Le primavere sono più di ottanta, eppure pare di vederlo ancora ragazzino, in alcune uggiose mattinate veneziane, saltar la scuola per rifugiarsi alla Marciana a leggere Gide, Malraux, Dos Passos, Saroyan. E qualche anno dopo nelle birrerie di Trieste mentre sfugge alla noia del servizio militare confabulando di libri – i Buddenbrook e la Montagna incantata – con un gruppo di nottambuli un po’ bohémien, un po' ragazzi perbene con studi regolari: tutti “thomasmanniani” di ferro.

 

Mario Andreose fa scivolare l'accento veneziano – imbastardito dai traslochi e dai viaggi – sul lunghissimo racconto della sua felice e lunga esistenza trascorsa fra Uomini e libri. Il titolo della biografia in forma di brevi capitoli è un omaggio a Valentino Bompiani, una specie di alter ego di Andreose, che attraversa molte di queste pagine e che negli anni Trenta fece tradurre Uomini e topi di Steinbeck da Cesare Pavese.
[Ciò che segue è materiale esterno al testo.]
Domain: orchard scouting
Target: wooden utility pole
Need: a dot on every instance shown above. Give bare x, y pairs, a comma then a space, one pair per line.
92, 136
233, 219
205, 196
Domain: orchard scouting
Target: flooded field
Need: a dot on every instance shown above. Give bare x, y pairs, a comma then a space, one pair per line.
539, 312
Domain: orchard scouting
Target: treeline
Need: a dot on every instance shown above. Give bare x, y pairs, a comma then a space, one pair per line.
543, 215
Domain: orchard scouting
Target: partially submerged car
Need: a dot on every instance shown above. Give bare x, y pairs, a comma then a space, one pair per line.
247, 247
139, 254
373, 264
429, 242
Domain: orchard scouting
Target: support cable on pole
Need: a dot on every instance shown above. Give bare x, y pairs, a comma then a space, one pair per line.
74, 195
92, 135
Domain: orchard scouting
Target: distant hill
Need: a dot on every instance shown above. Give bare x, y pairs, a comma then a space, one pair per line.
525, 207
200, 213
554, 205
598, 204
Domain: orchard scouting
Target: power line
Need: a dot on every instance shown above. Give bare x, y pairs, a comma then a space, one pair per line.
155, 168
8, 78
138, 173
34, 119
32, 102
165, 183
Intanto, Venezia: “Sono nato nel 1934, all'ospedale civile a Campo Santi Giovanni e Paolo.

 

Non è un posto qualunque per venire al mondo: la chiesa intitolata ai due santi è uno dei più imponenti edifici gotici veneziani, scrigno di capolavori dell'arte , in mezzo c'è il monumento equestre del Colleoni di Verrocchio e a sinistra la Scuola di San Marco con quel meraviglioso trompe-l'œil cinquecentesco”.

   

Com'era Venezia durante la guerra?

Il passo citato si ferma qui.